Speight was familiar with the process because his father owned a crop-dusting service in Suffolk in the 1970s. In his teens, Speight loaded the planes and learned to fly. He doesn’t do crop dusting, however, so he hired Craft Air Services LLC from Hertford, N.C.

Craft covers coastal Carolina and Southeast Virginia, aerially applying fertilizers, seeds and pest control.

“Times have changed for the aerial crop services,” Speight said. “We used to drive along and spot fields with flags for the crop dusters, but now we send them a scan of our field maps from the Farm Service Agency.”

Justin Davis, who flies for Craft Air Services, has flown precision aerial applications for 48 years. Craig Craft, owner of the service, flies himself and considers Davis “one of the most experienced ag pilots in the industry.”

“Ag pilots are a specialty occupation,” Craft said. “We use only full-time ag pilots — no banner plane pilots or commercial airline pilots.”

On a recent sunny morning at the Suffolk Executive Airport, Davis, after making several passes over Speight’s Greenway Farms cotton fields, returned to the airport. He unfolded his lanky frame from the compact cockpit of a single-seater, turbo-powered Air Tractor #502. Painted Air Tractor’s trademark bright yellow, the plane can carry 300 pounds of seed, enough to sow about 30 acres of a cover crop — on this morning, winter wheat.

Davis climbed down from the plane to consult with his ground crewman, Matt Perry, who was waiting to refill the plane’s hopper. Perry explained how Davis relies on digital maps of the farm fields he will be working, an aviation-specific GPS and real-time weather radar to plot his course.

Through the course of his flying career, Davis has seen ag planes become bigger and more dependable with more powerful engines than the crop dusters that inspired his boyhood dream. When his family broke up, he dropped out of school and enlisted in the Navy at 17, serving as an airman, including a stint on the USS Coral Sea. When injuries cut short his Naval career not quite four years later, he went to flight school in Greeley, Colo., and went on to earn multiple aviation certifications.

Davis started flying as a crop duster and then, in the 1970s, flew for the U.S. State Department in its war on drugs, eradicating coca, opium and marijuana crops in South America. While that job might have carried more risks than flying as an ag pilot in the United States, Davis and other ag pilots face hazards daily.

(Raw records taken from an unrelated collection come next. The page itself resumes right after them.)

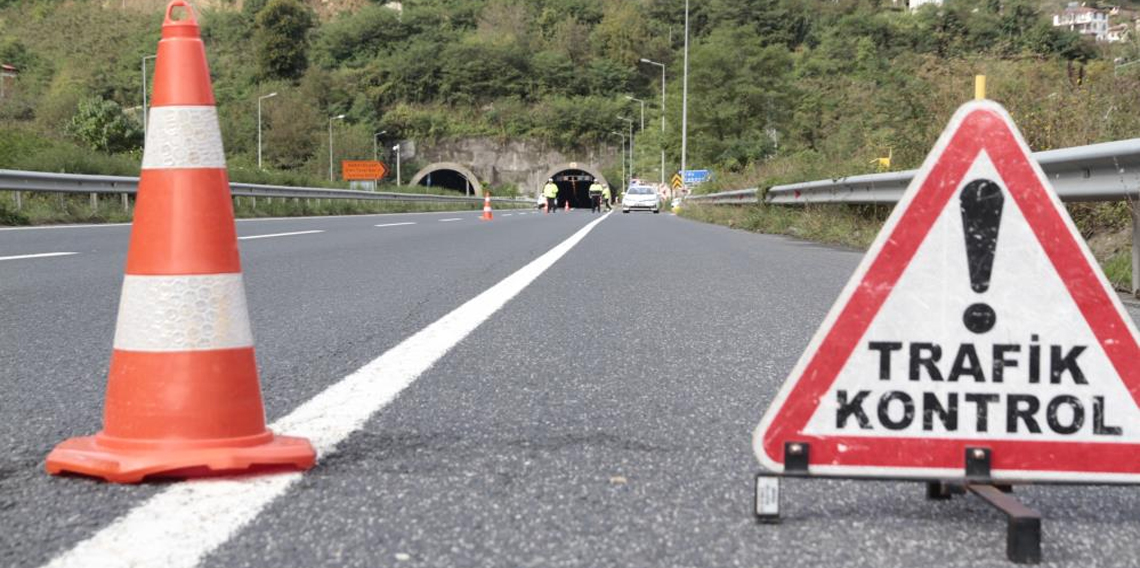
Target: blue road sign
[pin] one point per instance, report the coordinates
(693, 177)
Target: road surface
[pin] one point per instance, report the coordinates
(599, 413)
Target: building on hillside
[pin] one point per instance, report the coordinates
(1118, 32)
(1083, 19)
(914, 5)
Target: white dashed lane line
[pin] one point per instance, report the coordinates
(279, 234)
(187, 520)
(40, 256)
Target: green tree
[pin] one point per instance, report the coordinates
(282, 39)
(102, 124)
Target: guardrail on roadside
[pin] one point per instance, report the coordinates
(1108, 171)
(16, 180)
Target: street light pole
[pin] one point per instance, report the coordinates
(684, 107)
(144, 94)
(259, 124)
(630, 121)
(339, 116)
(623, 157)
(397, 149)
(662, 113)
(643, 111)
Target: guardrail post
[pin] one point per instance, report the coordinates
(1136, 248)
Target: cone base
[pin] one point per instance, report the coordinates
(88, 457)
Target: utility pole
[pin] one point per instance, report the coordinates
(259, 124)
(662, 115)
(684, 108)
(339, 116)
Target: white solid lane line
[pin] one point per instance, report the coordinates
(279, 234)
(179, 526)
(40, 256)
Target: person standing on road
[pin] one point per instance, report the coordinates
(595, 197)
(551, 192)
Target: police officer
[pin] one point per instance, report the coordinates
(551, 192)
(595, 197)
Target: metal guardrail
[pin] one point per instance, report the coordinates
(16, 180)
(1108, 171)
(1096, 172)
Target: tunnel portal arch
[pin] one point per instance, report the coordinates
(573, 181)
(463, 171)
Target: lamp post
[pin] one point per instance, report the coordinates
(643, 110)
(397, 149)
(144, 94)
(259, 124)
(684, 107)
(623, 157)
(375, 144)
(662, 113)
(339, 116)
(630, 121)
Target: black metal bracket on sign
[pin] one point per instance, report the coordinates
(1023, 534)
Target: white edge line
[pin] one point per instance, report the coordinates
(179, 526)
(39, 256)
(279, 234)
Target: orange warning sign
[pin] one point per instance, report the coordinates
(363, 169)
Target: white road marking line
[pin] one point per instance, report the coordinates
(179, 526)
(279, 234)
(40, 256)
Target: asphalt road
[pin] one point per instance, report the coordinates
(601, 418)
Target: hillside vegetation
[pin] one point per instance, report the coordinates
(779, 89)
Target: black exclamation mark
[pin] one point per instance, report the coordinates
(982, 202)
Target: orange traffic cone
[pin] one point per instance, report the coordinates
(487, 207)
(182, 396)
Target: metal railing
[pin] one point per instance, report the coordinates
(1108, 171)
(16, 180)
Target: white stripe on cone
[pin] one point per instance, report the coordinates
(182, 314)
(182, 137)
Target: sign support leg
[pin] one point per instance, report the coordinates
(1023, 535)
(1136, 248)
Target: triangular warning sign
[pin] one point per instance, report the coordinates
(977, 319)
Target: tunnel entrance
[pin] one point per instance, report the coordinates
(448, 179)
(573, 187)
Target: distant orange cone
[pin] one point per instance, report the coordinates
(182, 396)
(487, 207)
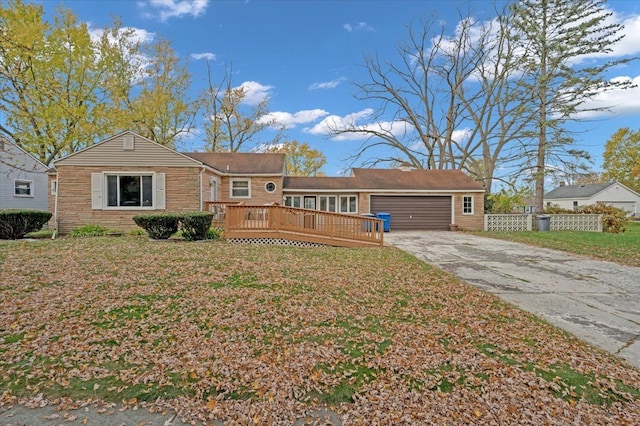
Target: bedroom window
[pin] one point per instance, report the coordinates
(129, 191)
(467, 205)
(240, 188)
(348, 204)
(328, 203)
(293, 201)
(23, 188)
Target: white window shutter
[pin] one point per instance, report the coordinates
(160, 192)
(96, 191)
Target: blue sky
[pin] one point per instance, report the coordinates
(305, 55)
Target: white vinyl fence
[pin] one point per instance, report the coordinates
(558, 222)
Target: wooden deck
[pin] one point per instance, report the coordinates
(312, 226)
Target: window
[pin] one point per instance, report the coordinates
(467, 205)
(328, 203)
(23, 188)
(348, 204)
(129, 191)
(240, 188)
(293, 201)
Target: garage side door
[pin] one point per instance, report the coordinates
(414, 212)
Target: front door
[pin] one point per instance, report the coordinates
(310, 203)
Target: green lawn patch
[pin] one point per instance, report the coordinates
(620, 248)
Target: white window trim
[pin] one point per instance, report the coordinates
(31, 189)
(472, 202)
(339, 206)
(248, 180)
(105, 190)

During the busy season, which usually ends around early November, ag pilots work long days of frequent take-offs and landings, countless in-flight turns and maneuvers, and low altitude flight over fields bounded by power lines, trees, roads and structures. Davis crashed and burned once, 22 years ago, when he was flying a night run over a corn field in Georgia. An unexpectedly misplaced irrigation pivot forced him to choose between crashing into the metal arms of the pivot or pulling up into rows of power lines. He went with the former and lived but suffered a broken back and multiple other injuries.

In the following six months he rehabbed, learned to walk again and climbed back into a plane.

“I love flying — all by myself working in the air,” he said. “To me, it’s not work.”

Davis agreed with Craft that one of the industry’s challenges is the number of people who have moved from urban areas into rural settings and are unaware of and intimidated by what the aerial application services do.

“We are well regulated and everything is EPA approved,” Craft said.

“I would tell residents unfamiliar with farming that when they see the ag planes overhead, relax and enjoy the air show — aerial services are safe, “ Speight added. ”All the years I’ve been around it, I still enjoy watching their precision flying.”